Cass. 2e civ., 17 févr. 2022, no 21-40030

Une mère avait sollicité la caisse d’allocations familiales (CAF) de la Manche pour percevoir des prestations familiales pour ses enfants. L’organisme débiteur avait refusé, se fondant sur l’article D. 512-2 du Code de la sécurité sociale qui prévoit que, pour attester de la régularité de l’entrée et du séjour des enfants étrangers, il convient d’être muni d’une attestation délivrée par l’autorité préfectorale précisant que l’enfant est entré en France au plus tard en même temps que l’un de ses parents admis au séjour sur le fondement de la « vie privée et familiale », ce qui semble-t-il n’était pas démontré par l’allocataire. Aussi, cette dernière saisit d’un recours le tribunal judiciaire et fait valoir l’inconstitutionnalité de l’article D. 512-2 du Code de la sécurité sociale au regard du principe d’égalité.
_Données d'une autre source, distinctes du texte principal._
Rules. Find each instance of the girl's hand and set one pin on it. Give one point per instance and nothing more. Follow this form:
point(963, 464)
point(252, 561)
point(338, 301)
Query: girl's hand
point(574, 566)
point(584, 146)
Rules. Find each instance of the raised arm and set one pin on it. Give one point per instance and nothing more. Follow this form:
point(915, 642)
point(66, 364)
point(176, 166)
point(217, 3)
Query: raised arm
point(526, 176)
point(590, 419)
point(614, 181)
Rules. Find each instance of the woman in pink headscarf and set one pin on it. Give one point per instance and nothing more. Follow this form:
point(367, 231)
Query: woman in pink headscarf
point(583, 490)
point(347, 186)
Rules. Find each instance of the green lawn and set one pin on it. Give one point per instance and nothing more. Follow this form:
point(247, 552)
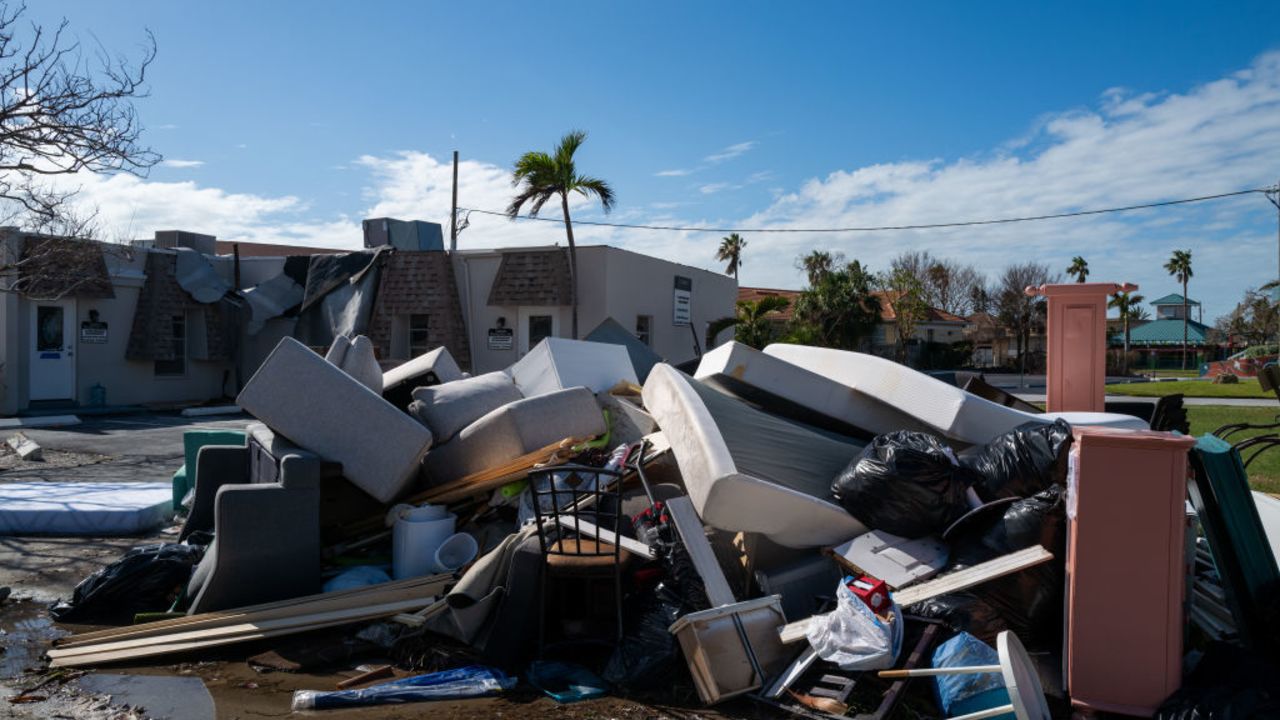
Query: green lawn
point(1264, 472)
point(1191, 388)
Saisie de cette QPC, la deuxième chambre civile de la Cour de cassation, dans son arrêt du 17 février 2022, clôt le débat en refusant de transmettre la question au Conseil constitutionnel, considérant que cette interrogation n’était pas nouvelle et ne présentait pas un caractère sérieux.

Cette décision est l’occasion de revenir sur les conditions d’octroi des prestations familiales au parent étranger du mineur né hors du territoire français (I), puis d’analyser la position des magistrats (II).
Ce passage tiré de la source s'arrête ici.